Rhode Island Archival and Manuscript Collections Online

For Participating Institutions

George H. Corliss collection (Ms. 80.3)

Brown University Library

Box A, John Hay Library
Providence, RI 02912
Tel: 401-863-2146


Biographical note

George H. Corliss was born in Easton, New York, June 2, 1817. After attending local schools and Castleton Academy in Vermont, he drew upon his experience as a clerk in a factory store by opening his own country store in Greenwich, New York, in 1838. In the early 1840s, however, his apparently latent talents as a mechanical inventor lead him to develop a “sewing engine” for stitching heavy leather boots and shoes. He patented this device in 1843 then moved to Providence in the hope of gaining the financial support needed to manufacture and market his invention.

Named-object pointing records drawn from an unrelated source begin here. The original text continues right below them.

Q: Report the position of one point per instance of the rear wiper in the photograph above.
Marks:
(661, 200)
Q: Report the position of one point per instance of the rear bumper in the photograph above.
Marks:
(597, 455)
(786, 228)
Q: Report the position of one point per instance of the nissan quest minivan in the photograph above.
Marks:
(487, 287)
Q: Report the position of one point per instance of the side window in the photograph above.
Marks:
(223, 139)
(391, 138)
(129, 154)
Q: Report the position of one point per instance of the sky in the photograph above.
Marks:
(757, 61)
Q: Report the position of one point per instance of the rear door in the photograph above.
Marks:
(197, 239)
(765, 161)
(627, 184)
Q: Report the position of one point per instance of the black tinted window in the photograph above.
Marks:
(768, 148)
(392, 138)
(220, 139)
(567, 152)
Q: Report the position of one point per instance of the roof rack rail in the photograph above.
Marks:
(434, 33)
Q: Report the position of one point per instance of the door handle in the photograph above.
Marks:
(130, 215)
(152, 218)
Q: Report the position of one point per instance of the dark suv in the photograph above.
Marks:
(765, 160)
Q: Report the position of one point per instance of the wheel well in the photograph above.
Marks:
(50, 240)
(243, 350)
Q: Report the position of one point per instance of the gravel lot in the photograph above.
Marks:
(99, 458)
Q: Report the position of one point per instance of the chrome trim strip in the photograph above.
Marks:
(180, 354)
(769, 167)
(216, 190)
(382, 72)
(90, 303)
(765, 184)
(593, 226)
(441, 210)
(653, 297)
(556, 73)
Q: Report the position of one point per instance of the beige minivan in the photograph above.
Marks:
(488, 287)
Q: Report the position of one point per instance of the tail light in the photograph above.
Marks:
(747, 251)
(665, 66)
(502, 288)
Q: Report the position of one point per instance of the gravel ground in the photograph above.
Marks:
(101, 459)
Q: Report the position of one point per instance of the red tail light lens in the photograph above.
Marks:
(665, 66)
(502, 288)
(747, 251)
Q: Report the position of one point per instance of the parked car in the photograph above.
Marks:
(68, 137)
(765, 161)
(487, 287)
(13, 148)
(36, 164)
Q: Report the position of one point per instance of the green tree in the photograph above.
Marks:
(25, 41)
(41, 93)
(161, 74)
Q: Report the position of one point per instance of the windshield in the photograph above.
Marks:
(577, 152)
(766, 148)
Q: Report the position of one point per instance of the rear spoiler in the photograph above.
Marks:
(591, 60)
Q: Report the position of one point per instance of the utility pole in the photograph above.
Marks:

Corliss received little encouragement from Providence businessmen with regard to his sewing machine; however, Edward Bancroft of Fairbanks, Bancroft, and Company, a steam engine and boiler manufacturing firm, successfully persuaded the inventor to turn his abilities toward improving the design of steam engines. In 1846 Corliss joined the firm—reorganized as Bancroft, Nightingale, and Company—as a draftsman and designer. By the end of 1847, he was chief manager of the organization. Under the successive names of Corliss, Nightingale, and Company, Corliss and Nightingale, and as of 1856, the Corliss Steam Engine Company, Corliss’s business prospered in Providence for almost forty-five years. Having perfected a device that dramatically improved the efficiency and economical operation of steam engines, the inventor secured his first patents in 1849, and the manufacture of steam engines remained the principal activity of his firm. The Corliss Steam Engine Company also manufactured water and sewage pumping engines during the 1870s, which were successfully installed in providence and Pawtucket. Corliss patented about seventy engines and engine parts during his active career and received numerous national and international awards for his inventions. In the mid-1880s he became interested in the mass production of engines with interchangeable parts and began a large-scale remodeling of the Corliss Steam Engine Company plant in Providence. These early experiments in developing assembly-line techniques for the production of machines, however, ended with Corliss’s death on February 21, 1888.